Running LLM Inference on a Budget

Why this matters
The core problem
Quantization formats in practice
Choosing a backend
Memory estimation
Practical tips
Conclusion

Why this matters#

Running a 70B parameter model used to require a cluster of A100s. Today you can run a quantized version on a laptop with 16 GB of RAM. This post walks through the practical choices that make that possible.

The core problem#

Full-precision (FP32) weights for a 7B model consume roughly 28 GB of memory.
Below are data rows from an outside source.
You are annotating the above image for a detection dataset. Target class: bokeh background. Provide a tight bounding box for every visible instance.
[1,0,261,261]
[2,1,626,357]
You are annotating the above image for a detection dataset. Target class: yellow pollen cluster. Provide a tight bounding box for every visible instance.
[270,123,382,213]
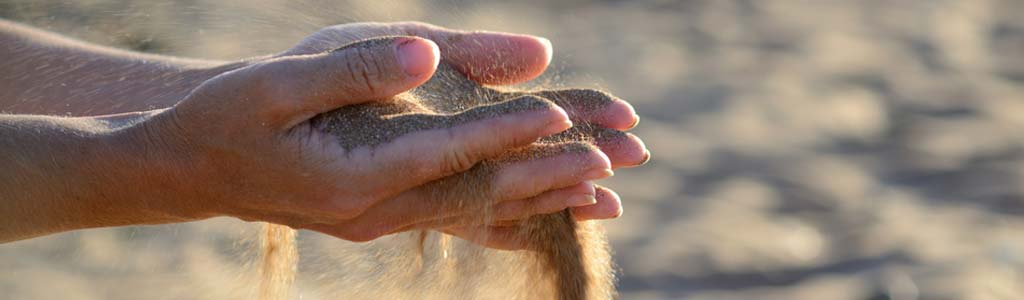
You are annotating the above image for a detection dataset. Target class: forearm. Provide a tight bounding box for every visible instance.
[0,19,249,116]
[0,112,192,242]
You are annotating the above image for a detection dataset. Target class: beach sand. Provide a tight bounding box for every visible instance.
[2,1,1023,299]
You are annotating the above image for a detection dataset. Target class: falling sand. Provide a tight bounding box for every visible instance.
[259,36,636,300]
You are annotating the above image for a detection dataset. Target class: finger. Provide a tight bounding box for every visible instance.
[489,143,612,201]
[237,36,440,128]
[595,131,651,168]
[392,22,552,85]
[308,185,617,247]
[531,89,640,131]
[364,95,573,193]
[491,182,596,222]
[286,22,551,85]
[438,32,551,85]
[334,144,612,236]
[550,127,650,168]
[389,182,597,232]
[571,185,623,220]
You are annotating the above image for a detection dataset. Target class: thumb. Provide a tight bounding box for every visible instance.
[255,36,440,128]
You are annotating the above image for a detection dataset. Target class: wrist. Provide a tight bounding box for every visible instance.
[0,112,206,242]
[86,110,217,225]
BF16 halves that to ~14 GB. INT8 takes it to ~7 GB. INT4 gets you to ~3.5 GB — small enough to fit on a mid-range GPU.

The tradeoff is accuracy. The art is knowing how much you can lose before it matters for your use case.

Quantization formats in practice#

GGUF (llama.cpp)#

GGUF is the format used by llama.cpp and Ollama. It supports mixed-precision — you can quantize most layers to Q4 while keeping attention layers at Q8, which recovers most of the accuracy lost by pure Q4.

# Pull and run a quantized model with Ollama
ollama pull llama3.2:3b-instruct-q4_K_M
ollama run llama3.2:3b-instruct-q4_K_M

The Q4_K_M suffix means 4-bit weights using the K-quant method, medium variant. K-quants group weights and quantize per-group, which significantly reduces the error compared to naive rounding.

GPTQ#

GPTQ is a post-training quantization method that minimizes the reconstruction error layer by layer using second-order information. It produces INT4 models that run well on NVIDIA GPUs via the auto-gptq library.

from transformers import AutoModelForCausalLM
from auto_gptq import AutoGPTQForCausalLM

model = AutoGPTQForCausalLM.from_quantized(
    "TheBloke/Llama-2-7B-GPTQ",
    device="cuda:0",
    use_triton=True,
)

AWQ#

AWQ (Activation-aware Weight Quantization) is similar to GPTQ but preserves the weights that matter most based on activation statistics. In practice it often outperforms GPTQ at Q4, especially for instruction-following tasks.

Choosing a backend#

Backend	Format	Best for
llama.cpp / Ollama	GGUF	CPU + Apple Silicon, local dev
vLLM	GPTQ, AWQ, FP8	GPU serving, high throughput
TGI	GPTQ, AWQ	Production APIs
ExLlamaV2	EXL2	Maximum throughput on NVIDIA

Memory estimation#

A rough formula for VRAM needed:

VRAM (GB) ≈ (params_B × bits) / 8 × 1.2

The 1.2 factor accounts for KV cache and activation memory during inference. For a 7B model at Q4:

(7 × 4) / 8 × 1.2 = 4.2 GB

Comfortably fits on an RTX 3060 12 GB or an M2 MacBook with 16 GB unified memory.

Practical tips#

Start with Q4_K_M in GGUF — it hits the sweet spot of size vs quality for most tasks.
Use Q8 for math/code — numeric precision matters more there.
Benchmark on your actual task, not just perplexity. A model that scores well on benchmarks can still fail on your specific prompt distribution.
KV cache quantization (supported in vLLM) can cut memory further without touching weight precision.

Conclusion#

Budget inference is no longer a compromise — it is an engineering discipline. Pick the right quantization format for your hardware, benchmark on your task, and iterate. The tooling in 2026 makes this accessible to any ML engineer with a single consumer GPU.